The International Energy Agency’s (IEA) has announced the world’s first comprehensive study on how to transition to a net-zero energy system by 2050.
And the message to governments around the world is that they need to up their game to achieve that target and slow down the rate of global warming.
With a focus on renewably sourced energy, the study – Net Zero by 2050: a Roadmap for the Global Energy Sector – sets out a cost-effective and economically productive pathway to get to a clean energy economy.
It examines the roles of bioenergy, carbon capture, and behavioural changes in reaching net zero in helping the world gets to where it needs to be.
By 2050, the aim is to have almost 90 per cent of electricity generation from renewable sources, with wind and solar PV together accounting for almost 70 per cent. Most of the remainder comes from nuclear power.
The greatest challenge
“Our Roadmap shows the priority actions that are needed today to ensure the opportunity of net-zero emissions by 2050 – narrow but still achievable – is not lost,” said IEA executive director Fatih Birol.
“The scale and speed of the efforts demanded by this critical and formidable goal – our best chance of tackling climate change and limiting global warming to 1.5 °C – make this perhaps the greatest challenge humankind has ever faced.
“The IEA’s pathway to this brighter future brings a historic surge in clean energy investment that creates millions of new jobs and lifts global economic growth. Moving the world onto that pathway requires strong and credible policy actions from governments, underpinned by much greater international cooperation”.
The roadmap includes a call for an immediate end to all investment in new fossil fuel supplies and states that further investment is needed in the research and development of new technologies.

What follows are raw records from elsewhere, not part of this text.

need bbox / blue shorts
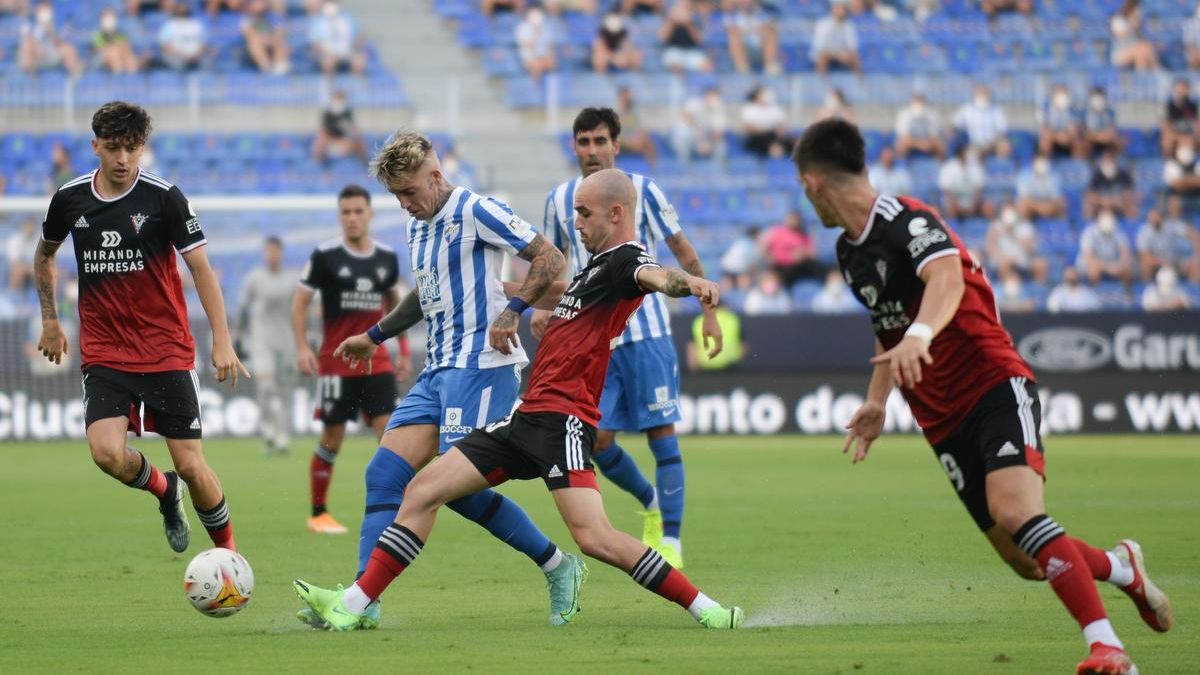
[598,335,682,432]
[386,364,523,452]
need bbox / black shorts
[314,374,397,426]
[83,365,203,439]
[454,411,600,491]
[931,377,1047,532]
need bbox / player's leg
[252,347,280,456]
[630,337,687,565]
[984,525,1044,581]
[308,420,347,533]
[356,422,439,577]
[166,437,235,551]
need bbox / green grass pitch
[0,434,1195,674]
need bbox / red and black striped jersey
[299,239,400,377]
[835,194,1034,444]
[520,241,659,427]
[42,169,205,373]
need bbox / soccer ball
[183,547,254,618]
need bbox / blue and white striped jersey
[543,172,682,346]
[407,187,536,371]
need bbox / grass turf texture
[0,434,1195,674]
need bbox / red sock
[656,568,701,608]
[197,497,235,550]
[207,523,236,551]
[631,547,700,608]
[310,451,335,514]
[1068,536,1113,581]
[145,467,168,499]
[357,548,408,600]
[1015,518,1109,630]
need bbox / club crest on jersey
[130,212,148,235]
[442,220,460,240]
[376,266,388,282]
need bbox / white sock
[540,547,565,573]
[1082,618,1123,650]
[342,583,371,614]
[645,493,659,511]
[662,536,682,556]
[1105,551,1134,587]
[686,592,720,621]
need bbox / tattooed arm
[489,234,565,355]
[665,231,723,358]
[635,266,720,308]
[34,239,68,364]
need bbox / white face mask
[1004,278,1021,298]
[1089,95,1106,110]
[1033,159,1049,175]
[1157,268,1178,292]
[604,15,623,32]
[101,14,117,31]
[1001,207,1018,226]
[1100,161,1117,178]
[36,6,53,25]
[1178,147,1196,164]
[527,9,544,27]
[1098,213,1116,233]
[1052,92,1070,109]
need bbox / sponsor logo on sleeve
[906,216,948,258]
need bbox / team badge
[376,266,388,281]
[443,220,460,240]
[130,212,148,235]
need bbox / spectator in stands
[1185,2,1200,70]
[1077,208,1134,288]
[725,0,781,75]
[93,7,142,74]
[938,144,991,219]
[672,85,727,163]
[720,226,760,288]
[242,0,290,75]
[994,272,1038,313]
[1137,203,1200,283]
[1084,149,1136,220]
[514,6,557,81]
[1142,266,1191,311]
[18,2,82,76]
[810,0,860,75]
[1161,78,1198,156]
[50,141,74,191]
[544,0,598,15]
[615,86,658,167]
[1164,137,1200,216]
[1047,267,1102,313]
[761,210,823,286]
[308,0,367,74]
[126,1,175,17]
[812,88,855,124]
[1038,84,1083,159]
[811,269,859,313]
[1109,10,1159,71]
[868,147,912,196]
[985,203,1049,283]
[312,90,368,164]
[158,2,208,71]
[744,269,791,315]
[0,0,29,16]
[1081,86,1121,157]
[623,0,664,14]
[894,92,944,159]
[740,85,791,158]
[481,0,524,18]
[980,0,1032,20]
[953,84,1010,158]
[659,0,711,74]
[6,218,38,291]
[1016,152,1066,220]
[593,11,642,73]
[206,0,245,15]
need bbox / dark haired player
[294,169,744,631]
[34,101,246,553]
[537,107,722,568]
[792,118,1171,675]
[291,184,410,534]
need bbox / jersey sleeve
[642,178,683,242]
[164,186,207,253]
[298,249,326,292]
[542,189,563,250]
[473,197,537,255]
[41,190,70,244]
[612,246,662,299]
[885,208,960,276]
[384,250,401,291]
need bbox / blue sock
[649,435,685,539]
[593,443,656,509]
[357,448,416,578]
[447,490,558,568]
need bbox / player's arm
[182,246,250,386]
[382,287,413,382]
[291,286,319,376]
[844,339,892,464]
[531,191,570,339]
[870,254,964,389]
[635,265,720,308]
[665,230,723,358]
[503,279,569,310]
[332,288,423,375]
[490,233,566,354]
[34,237,68,364]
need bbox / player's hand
[530,308,551,340]
[489,308,521,355]
[394,355,413,382]
[842,400,885,464]
[297,344,319,376]
[700,308,723,359]
[212,340,251,387]
[870,336,932,389]
[688,277,720,309]
[333,333,378,375]
[37,319,68,365]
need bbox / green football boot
[699,605,745,629]
[545,553,587,626]
[292,580,362,632]
[296,599,380,630]
[639,509,663,549]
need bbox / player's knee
[172,456,208,485]
[89,442,125,476]
[570,524,616,563]
[402,479,443,513]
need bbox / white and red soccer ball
[184,547,254,618]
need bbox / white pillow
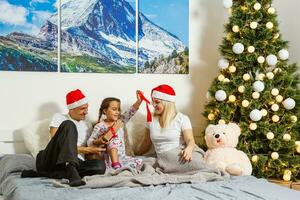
[125,112,155,156]
[21,118,51,159]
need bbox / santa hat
[66,89,88,109]
[151,84,176,102]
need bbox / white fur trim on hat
[67,97,88,109]
[152,90,175,102]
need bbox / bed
[1,118,299,200]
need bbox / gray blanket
[77,147,228,188]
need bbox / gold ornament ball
[247,46,255,53]
[268,7,275,14]
[242,100,250,107]
[232,25,239,33]
[238,86,245,93]
[273,68,281,74]
[250,22,258,29]
[257,56,265,63]
[283,174,291,182]
[243,73,251,81]
[261,109,268,116]
[271,104,279,111]
[276,95,283,103]
[283,134,291,141]
[218,119,226,125]
[266,132,274,140]
[228,95,236,102]
[266,72,274,79]
[229,65,236,73]
[268,101,275,105]
[254,3,261,10]
[249,123,257,130]
[252,92,260,99]
[266,22,274,29]
[271,88,279,96]
[272,115,280,122]
[218,74,225,81]
[271,152,279,159]
[290,115,298,123]
[284,170,292,176]
[208,113,215,120]
[251,155,258,162]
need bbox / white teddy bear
[204,122,252,176]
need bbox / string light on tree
[208,113,215,120]
[266,22,274,29]
[232,25,239,32]
[229,65,236,73]
[251,155,259,162]
[249,123,257,130]
[290,115,297,123]
[252,92,260,99]
[223,78,230,83]
[256,73,265,81]
[257,56,265,64]
[228,95,236,102]
[271,152,279,160]
[253,3,261,10]
[250,21,258,29]
[272,115,280,122]
[278,49,289,60]
[296,145,300,153]
[273,68,282,74]
[274,33,280,39]
[243,73,251,81]
[271,88,279,96]
[238,86,245,93]
[218,74,225,81]
[247,46,255,53]
[266,72,274,79]
[268,7,275,14]
[283,98,296,110]
[261,109,268,116]
[283,173,291,182]
[283,134,291,141]
[271,104,279,112]
[276,95,283,103]
[242,100,250,107]
[218,119,226,124]
[267,132,274,140]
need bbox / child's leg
[107,148,121,169]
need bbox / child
[87,91,143,170]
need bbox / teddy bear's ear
[205,124,215,135]
[228,123,241,136]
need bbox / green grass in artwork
[61,54,135,73]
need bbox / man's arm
[78,146,106,155]
[49,127,58,138]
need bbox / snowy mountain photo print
[0,0,58,72]
[138,0,189,74]
[59,0,137,73]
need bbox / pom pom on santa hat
[66,89,88,109]
[151,84,176,102]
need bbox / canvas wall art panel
[60,0,137,73]
[138,0,189,74]
[0,0,58,72]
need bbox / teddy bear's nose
[215,134,220,138]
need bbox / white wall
[0,0,299,142]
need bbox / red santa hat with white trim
[66,89,88,109]
[151,84,176,102]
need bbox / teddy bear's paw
[226,163,243,176]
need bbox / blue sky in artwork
[0,0,57,36]
[139,0,189,46]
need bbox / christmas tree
[203,0,300,181]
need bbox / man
[22,89,106,186]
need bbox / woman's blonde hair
[154,100,177,128]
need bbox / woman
[137,84,200,166]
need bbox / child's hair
[155,100,177,128]
[98,97,121,122]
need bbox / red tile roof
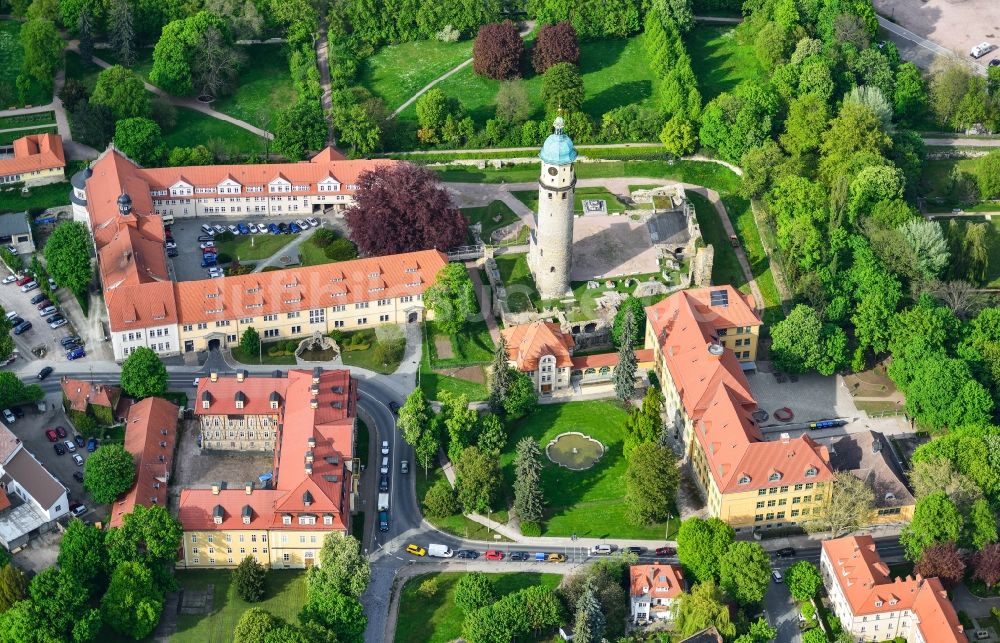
[109,397,178,527]
[0,133,65,177]
[60,377,120,413]
[196,375,286,416]
[502,321,574,371]
[569,348,657,370]
[630,564,685,599]
[823,536,963,643]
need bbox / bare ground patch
[433,335,454,360]
[433,365,485,384]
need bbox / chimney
[237,369,247,382]
[780,432,790,444]
[312,367,321,383]
[245,482,253,495]
[210,371,218,382]
[211,483,220,495]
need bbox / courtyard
[170,417,274,497]
[569,214,661,281]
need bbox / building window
[756,501,765,509]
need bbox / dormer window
[738,475,750,485]
[875,600,883,607]
[201,391,211,409]
[805,467,818,477]
[299,514,316,525]
[212,505,224,525]
[235,391,245,409]
[769,471,781,482]
[282,514,291,525]
[323,514,333,525]
[368,271,379,278]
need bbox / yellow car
[547,553,567,563]
[406,544,426,557]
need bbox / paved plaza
[569,215,659,281]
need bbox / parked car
[1,409,14,424]
[165,241,177,250]
[590,544,612,556]
[202,246,218,255]
[1,275,16,284]
[86,438,98,452]
[213,224,226,234]
[971,41,994,59]
[55,426,67,438]
[11,408,22,419]
[547,553,567,563]
[13,321,31,335]
[295,219,308,229]
[60,336,81,347]
[20,281,37,292]
[74,434,85,448]
[237,223,250,235]
[289,222,302,234]
[72,471,84,483]
[388,401,399,415]
[405,544,426,556]
[484,550,504,561]
[47,277,57,290]
[50,318,68,330]
[44,428,58,442]
[200,242,215,249]
[227,224,239,235]
[35,299,51,310]
[208,268,224,278]
[508,551,529,561]
[381,440,389,455]
[64,440,76,453]
[29,293,47,305]
[378,511,390,532]
[201,224,215,235]
[72,454,84,466]
[69,502,86,516]
[624,546,645,555]
[772,570,783,583]
[378,474,389,492]
[167,249,179,258]
[400,460,408,474]
[8,316,21,327]
[67,347,85,360]
[39,306,57,316]
[268,223,280,234]
[654,546,676,557]
[306,217,320,227]
[992,59,1000,67]
[14,275,31,286]
[456,550,479,559]
[53,443,65,455]
[776,547,796,559]
[197,235,215,242]
[278,222,289,234]
[37,366,53,380]
[201,258,217,268]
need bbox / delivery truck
[378,493,389,511]
[428,544,454,558]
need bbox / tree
[191,26,243,99]
[345,163,468,256]
[239,327,261,361]
[58,78,89,112]
[0,373,42,410]
[415,89,468,145]
[541,62,584,114]
[901,492,963,561]
[736,617,777,643]
[623,386,663,456]
[101,561,163,639]
[27,567,88,639]
[70,101,115,149]
[57,519,106,596]
[496,81,532,123]
[476,414,506,457]
[422,478,458,519]
[899,219,949,280]
[699,82,780,164]
[333,103,382,157]
[298,586,366,643]
[806,472,874,538]
[972,544,1000,588]
[114,117,167,167]
[204,0,264,39]
[625,442,678,525]
[659,114,698,157]
[978,150,1000,200]
[234,556,266,602]
[573,578,604,643]
[454,446,501,513]
[442,391,477,464]
[894,62,927,124]
[780,93,829,156]
[454,572,495,615]
[613,306,638,403]
[150,12,228,96]
[0,313,13,366]
[415,418,442,475]
[532,21,579,73]
[677,517,734,583]
[234,607,284,643]
[120,346,168,398]
[503,371,537,419]
[909,457,983,511]
[310,532,370,599]
[914,542,966,587]
[612,297,645,348]
[472,21,522,80]
[90,65,149,121]
[425,263,477,334]
[513,437,544,528]
[0,565,27,613]
[107,0,135,67]
[43,221,92,298]
[770,305,849,376]
[105,504,183,581]
[785,561,823,601]
[19,19,62,89]
[929,58,976,129]
[488,335,512,414]
[675,580,736,639]
[968,497,998,550]
[273,99,327,160]
[719,541,771,605]
[398,388,431,448]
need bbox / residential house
[0,212,35,255]
[108,397,178,527]
[629,564,685,623]
[0,133,66,187]
[178,368,356,569]
[61,377,127,424]
[821,535,964,643]
[827,431,915,525]
[0,423,68,549]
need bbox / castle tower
[528,116,577,300]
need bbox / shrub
[800,601,816,622]
[312,228,338,248]
[531,21,579,73]
[418,578,439,597]
[233,556,266,602]
[324,237,358,261]
[472,21,523,80]
[520,521,541,536]
[373,338,405,365]
[436,25,460,42]
[217,231,235,242]
[422,478,459,519]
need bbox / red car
[654,546,676,557]
[55,426,67,438]
[14,275,31,287]
[44,428,58,442]
[35,300,51,310]
[201,247,217,255]
[484,550,504,561]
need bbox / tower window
[562,193,566,200]
[550,266,555,272]
[547,193,552,199]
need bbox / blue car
[289,222,302,234]
[237,223,250,235]
[86,437,98,452]
[268,223,280,234]
[67,347,85,360]
[201,258,217,268]
[12,321,31,335]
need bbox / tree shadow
[583,80,653,118]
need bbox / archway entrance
[407,311,419,323]
[207,338,221,351]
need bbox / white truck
[428,544,454,558]
[377,493,389,511]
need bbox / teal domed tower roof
[539,116,577,165]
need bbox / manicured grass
[512,186,627,214]
[0,111,55,129]
[426,319,494,368]
[494,252,539,313]
[171,569,307,643]
[396,34,658,129]
[213,44,296,124]
[919,158,980,200]
[395,572,562,643]
[0,20,52,108]
[162,107,267,157]
[100,46,155,81]
[501,400,679,538]
[723,196,784,325]
[64,51,104,92]
[339,328,405,375]
[0,180,70,214]
[463,200,521,242]
[689,191,745,289]
[414,465,510,540]
[360,39,474,111]
[212,233,294,261]
[231,339,296,365]
[419,358,488,401]
[0,126,57,146]
[687,24,766,102]
[297,232,360,267]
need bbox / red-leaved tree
[532,22,580,74]
[473,21,523,80]
[972,543,1000,588]
[345,163,468,256]
[914,542,966,587]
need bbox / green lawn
[0,111,55,129]
[502,400,679,539]
[687,24,767,102]
[723,196,784,324]
[212,234,294,261]
[513,186,627,214]
[415,465,510,540]
[419,358,488,401]
[462,200,521,242]
[396,34,658,129]
[494,253,539,313]
[171,570,307,643]
[0,126,57,146]
[0,180,70,214]
[919,158,980,200]
[360,39,475,111]
[298,233,358,266]
[100,46,155,81]
[339,328,405,375]
[212,44,296,124]
[0,20,53,108]
[64,51,104,92]
[426,319,494,368]
[689,191,745,289]
[231,339,296,365]
[395,572,562,643]
[162,107,267,157]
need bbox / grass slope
[414,465,510,541]
[462,200,521,242]
[162,107,266,157]
[687,24,766,102]
[493,253,538,313]
[360,39,475,111]
[212,44,296,124]
[513,186,626,214]
[0,180,70,214]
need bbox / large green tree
[613,306,638,403]
[0,565,28,613]
[719,541,771,605]
[978,149,1000,200]
[105,504,183,583]
[541,62,584,113]
[785,561,823,602]
[150,11,228,95]
[234,556,266,602]
[488,334,513,415]
[398,387,431,448]
[43,221,92,298]
[101,561,163,639]
[234,607,285,643]
[424,263,477,334]
[676,517,734,583]
[239,326,261,361]
[90,65,150,121]
[309,532,370,599]
[454,572,495,615]
[900,491,963,561]
[455,446,501,513]
[57,519,107,595]
[623,386,663,456]
[573,578,604,643]
[503,371,537,419]
[298,585,366,643]
[625,442,678,525]
[806,471,874,537]
[83,444,136,504]
[0,372,43,410]
[513,436,544,530]
[119,346,168,398]
[113,117,167,167]
[675,580,736,639]
[769,304,848,375]
[19,18,62,90]
[273,99,327,161]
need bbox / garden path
[314,20,335,145]
[466,262,500,343]
[251,226,320,272]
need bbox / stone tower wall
[530,160,575,300]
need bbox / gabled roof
[502,321,574,371]
[630,564,685,600]
[0,133,65,177]
[61,377,121,413]
[109,397,178,527]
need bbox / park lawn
[213,44,296,124]
[64,51,103,92]
[415,465,510,540]
[426,319,494,368]
[493,253,539,313]
[502,400,678,539]
[171,569,307,643]
[462,200,521,242]
[0,126,57,146]
[0,111,55,129]
[919,158,980,200]
[162,107,267,157]
[396,34,658,129]
[723,196,784,324]
[985,219,1000,287]
[360,39,475,111]
[687,24,766,102]
[0,20,52,108]
[513,186,626,214]
[100,46,155,81]
[231,339,296,365]
[689,191,745,289]
[0,180,70,214]
[212,233,294,261]
[419,358,488,401]
[339,328,405,374]
[396,572,562,643]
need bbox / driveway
[764,574,801,643]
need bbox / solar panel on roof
[709,290,729,307]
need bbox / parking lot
[168,214,337,283]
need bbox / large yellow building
[179,368,356,569]
[0,133,65,187]
[645,286,834,534]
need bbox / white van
[971,42,994,59]
[428,544,454,558]
[4,310,17,321]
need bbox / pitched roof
[61,377,121,413]
[502,321,574,371]
[0,212,31,238]
[822,536,963,643]
[2,448,64,509]
[0,133,65,177]
[630,564,685,599]
[828,431,914,509]
[109,397,178,527]
[569,348,656,370]
[196,375,286,416]
[0,423,21,464]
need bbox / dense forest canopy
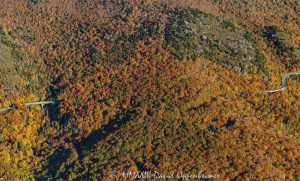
[0,0,299,180]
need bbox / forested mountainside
[0,0,299,180]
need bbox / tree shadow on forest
[75,109,134,158]
[37,84,61,133]
[36,144,79,180]
[38,78,135,178]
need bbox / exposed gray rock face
[0,43,21,90]
[165,8,266,75]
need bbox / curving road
[0,72,299,112]
[263,72,300,93]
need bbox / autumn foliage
[0,0,300,180]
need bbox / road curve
[0,72,299,112]
[264,72,300,93]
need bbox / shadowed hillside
[0,0,299,180]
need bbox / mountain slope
[0,0,299,180]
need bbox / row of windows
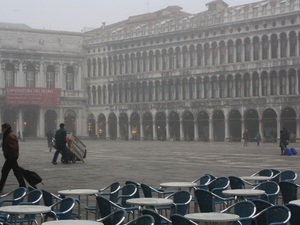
[3,63,75,90]
[87,68,300,105]
[87,31,300,77]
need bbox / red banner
[5,87,61,105]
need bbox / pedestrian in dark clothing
[280,127,290,155]
[243,129,249,146]
[52,123,68,164]
[46,130,54,147]
[0,123,26,193]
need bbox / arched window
[253,72,259,96]
[261,72,268,96]
[220,41,226,64]
[244,74,250,97]
[235,75,241,97]
[270,71,277,95]
[280,33,287,57]
[26,64,35,87]
[236,39,242,62]
[271,34,278,59]
[46,65,55,88]
[289,31,297,57]
[5,63,15,87]
[262,36,269,60]
[253,36,260,61]
[196,44,202,66]
[289,69,296,94]
[279,70,286,95]
[204,43,210,65]
[228,40,234,63]
[66,66,74,90]
[244,38,251,61]
[227,76,233,97]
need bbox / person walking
[52,123,68,165]
[279,127,290,155]
[46,130,54,148]
[243,129,249,146]
[255,131,261,146]
[0,123,26,193]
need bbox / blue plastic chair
[279,181,300,205]
[286,203,300,225]
[125,215,155,225]
[221,200,256,225]
[44,197,77,221]
[141,209,171,225]
[253,205,291,225]
[97,209,126,225]
[253,181,280,204]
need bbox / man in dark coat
[0,123,26,192]
[52,123,68,164]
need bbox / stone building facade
[1,0,300,142]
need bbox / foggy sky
[0,0,260,32]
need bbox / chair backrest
[96,196,113,219]
[279,181,298,204]
[252,169,273,177]
[20,189,43,205]
[99,209,126,225]
[125,181,141,198]
[171,191,192,215]
[254,205,291,225]
[286,203,300,225]
[270,169,281,183]
[141,184,153,197]
[253,181,279,204]
[194,189,214,212]
[280,170,297,182]
[109,181,121,203]
[208,176,230,197]
[229,176,245,189]
[42,189,61,207]
[251,199,273,214]
[126,215,154,225]
[11,187,27,205]
[170,214,198,225]
[222,201,256,225]
[142,209,171,225]
[56,197,76,220]
[118,184,137,207]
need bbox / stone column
[259,119,263,142]
[225,118,228,141]
[180,119,183,141]
[18,109,23,140]
[117,120,120,140]
[258,73,262,97]
[277,120,281,143]
[106,120,109,140]
[296,119,300,140]
[287,38,290,57]
[140,119,144,140]
[39,63,44,87]
[38,109,44,137]
[241,119,245,140]
[166,118,170,141]
[194,119,198,141]
[19,62,23,87]
[153,121,157,141]
[209,118,213,141]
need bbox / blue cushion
[285,148,292,155]
[291,147,297,155]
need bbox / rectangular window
[26,72,35,87]
[5,71,14,87]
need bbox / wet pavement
[1,139,298,193]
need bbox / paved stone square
[1,139,299,193]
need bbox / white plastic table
[160,182,197,190]
[0,205,51,225]
[126,197,173,207]
[58,189,99,219]
[42,220,103,225]
[222,189,265,201]
[185,212,240,224]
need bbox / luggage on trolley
[49,133,87,163]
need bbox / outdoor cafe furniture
[222,189,265,201]
[42,220,103,225]
[58,189,99,219]
[185,212,240,224]
[0,205,51,225]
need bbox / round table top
[289,199,300,205]
[160,182,197,188]
[185,212,240,222]
[240,176,271,181]
[223,189,265,196]
[58,189,99,195]
[0,205,51,214]
[126,197,173,206]
[42,220,103,225]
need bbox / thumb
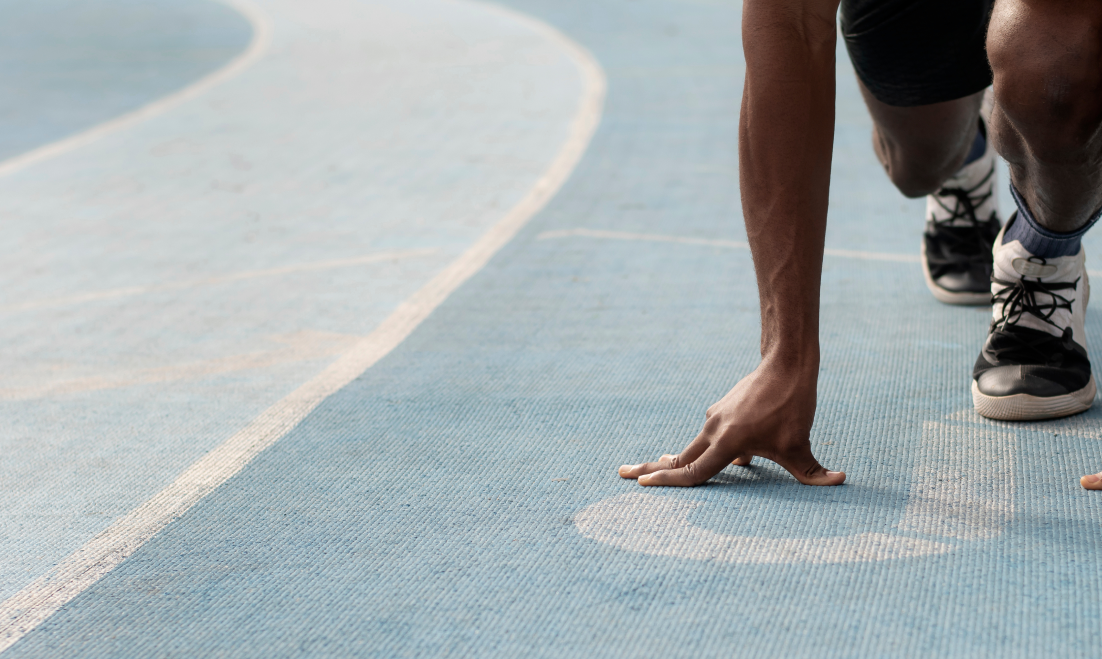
[774,443,845,486]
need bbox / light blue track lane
[0,0,251,161]
[0,0,252,599]
[1,0,583,612]
[8,0,1102,657]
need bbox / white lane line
[538,227,922,264]
[539,228,1102,279]
[538,227,749,250]
[575,493,952,564]
[2,248,438,313]
[0,0,272,180]
[0,330,364,400]
[0,3,605,651]
[822,247,920,263]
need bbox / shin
[988,0,1102,232]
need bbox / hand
[1081,472,1102,490]
[618,359,844,487]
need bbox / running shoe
[972,216,1095,420]
[921,120,1002,305]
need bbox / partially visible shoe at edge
[972,217,1095,421]
[921,119,1002,305]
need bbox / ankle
[1003,184,1101,258]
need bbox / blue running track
[4,0,1102,656]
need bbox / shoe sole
[972,375,1096,421]
[921,242,991,306]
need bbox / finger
[731,455,752,467]
[618,454,677,479]
[1081,472,1102,490]
[638,444,734,487]
[772,443,845,486]
[618,420,719,480]
[675,423,720,467]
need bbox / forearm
[739,0,839,371]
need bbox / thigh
[841,0,993,107]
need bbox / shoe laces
[928,163,997,263]
[990,260,1079,361]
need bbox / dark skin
[620,0,1102,490]
[859,82,982,200]
[620,0,845,487]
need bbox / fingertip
[618,464,638,479]
[803,469,845,486]
[1081,473,1102,490]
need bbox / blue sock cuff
[1004,184,1102,258]
[962,121,986,166]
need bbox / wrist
[760,341,820,375]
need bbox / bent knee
[876,135,962,197]
[885,164,949,198]
[988,0,1102,159]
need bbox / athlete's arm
[619,0,845,486]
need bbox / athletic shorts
[840,0,994,107]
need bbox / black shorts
[840,0,994,107]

Progress in the areas of advanced batteries, electrolysers for hydrogen, and direct air capture and storage could be particularly impactful, it outlines.
“The transition must be fair and inclusive, leaving nobody behind. We have to ensure that developing economies receive the financing and technological know-how they need to build out their energy systems to meet the needs of their expanding populations and economies sustainably”, Birol added.